だから今日は好きにするのだと瞳が語っている。それを読み取ることは志貴には
出来ないが、彼女の本気は伝わる。どんなに志貴が拒んでも、レンの快楽は追いす
がって来るから。
裏口から入り込んだレンの指が、鉤の形を描いて志貴の中を引っ掛けた。生殖器
を裏側から擦り上げるような感触に志貴の腰が跳ねる。本当に幽かに微笑んで、レ
ンは志貴の中で右の中指を小刻みに揺らした。そのたびに志貴は喉の奥で様々な音
色を奏でる。
左の掌は、隆起した肉棒を擦り上げる。湿った吐息を亀頭に感じて、志貴は熱い
レンの口内の感触に備えて眉を寄せて備える。
冷たい広間の空気とは違う、湿った吐息が志貴を包む。温もりを求めて差し出さ
れた生殖器の上に、一筋の糸が垂れた。暖かなレンの唾液が志貴自身の表面を伝っ
た。先の精液など一滴も混じっていない、純粋に志貴の次の精を待ち望む彼女の心
の現われが、志貴を絡め取る。
レンは水気の増した掌で志貴の肉棒を滑らかに擦り上げた。
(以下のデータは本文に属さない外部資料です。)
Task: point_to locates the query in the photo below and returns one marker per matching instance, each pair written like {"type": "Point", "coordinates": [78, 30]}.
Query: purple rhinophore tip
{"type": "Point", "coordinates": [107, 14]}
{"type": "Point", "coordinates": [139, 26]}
赤黒い怒張が更に硬
度を増していく。胸板を構成する筋肉を思わせる硬さを取り戻した竿に、絡み付く
蔦のような血管。レンの指は躊躇う様子も無くその段差を愉しむ。
自分の下腹部が熱く疼きだすのを確かめながら、レンは志貴を追い詰めて行く。
少女は切なげに眉を寄せる主人の姿に、言いえぬ昂ぶりを感じていた。
「レ、レン……っ!」
二度目の訪れは早かった。
待ち構えるレンの口内に飛びこむ白濁を飲み下し、満足げに微笑む。右手で未だ
硬度を保つ志貴を握り締めたまま、左の指は自分を探る。下着は着けていない。そ
んなものを少女の創造主は教えてくれなかったから。
ただ、指先に伝わる粘り気のある感触が充分に昂ぶっている事を教えてくれる。
その火照りを掻き立てながら、志貴の残滓を舐め取る。そうしてレンはゆっくり
と志貴の身体を押し倒す。この城の主が座す、玉座へと。
「……何を?」
アルクェイドの膝頭は、あくまで柔らかく志貴を受け止める。四肢を鎖で繋がれ
た姫君の上で、志貴はレンに問い掛けるような表情を向けた。
答えを返すこともなく、レンはそんな志貴の上に跨る。彼を感じるために。
「ちょ、ちょっと、まっ――」
殺人貴の仮面が剥がれ落ちて、懐かしい志貴の声音ががらんどうの広間に響いた。
一層柔らかく微笑んだレンが、志貴の怒張を両手で自らの秘裂に押しこんでいく。
レンの内部は彼女の意志とは関係なく、進入する者から全ての体液を搾り取るた
めの活動を開始する。志貴の幹を擦り上げ、絡め取り、粘液をまとわりつかせ、締
め上げる。少女がこの城で身につけた全ての性技と同等の活動をなす膣壁は、志貴
から確実に精を導き出す。
自制を失った志貴に、耐えられるものではなかった。
(――美味しい)
アルクェイドは瞳を閉じたまま。レンと志貴の行為も知らずに、ただ眠り続ける。
志貴が背中ごしに腕を回した。そのまま抱き寄せて、その首筋に口付ける。
――そして、そっと歯を立てた。
愚かな事をしていると、わかっている。けれどこの城は志貴一人で護るには広大
なもの。せめてアルクェイドの欠片でもなければ、自分を繋ぎ止められない。
(邪魔――来たの)
「ああ、懲りもせずに、よくやる」
食事を邪魔されたレンの声が苛立ちを含んでいる。
その気配に覚えがある。
客は死徒の姫君というわけだ。当然あの腰巾着どもも付いてきているだろうから、
楽な戦いになどなるわけがない。今夜こそ、あの姫君に目に物を見せてやる。
凶悪な笑みを浮かべた殺人貴の頬をレンが舐める。あたかも勇者に洗礼を施す聖
者のように。
そして、自らの王国、聖地を護るために、殺人貴は瞼を覆う包帯を解き放つ。
城門の前の幼い姫君を迎え撃つために。それは、永遠の闘争の一幕。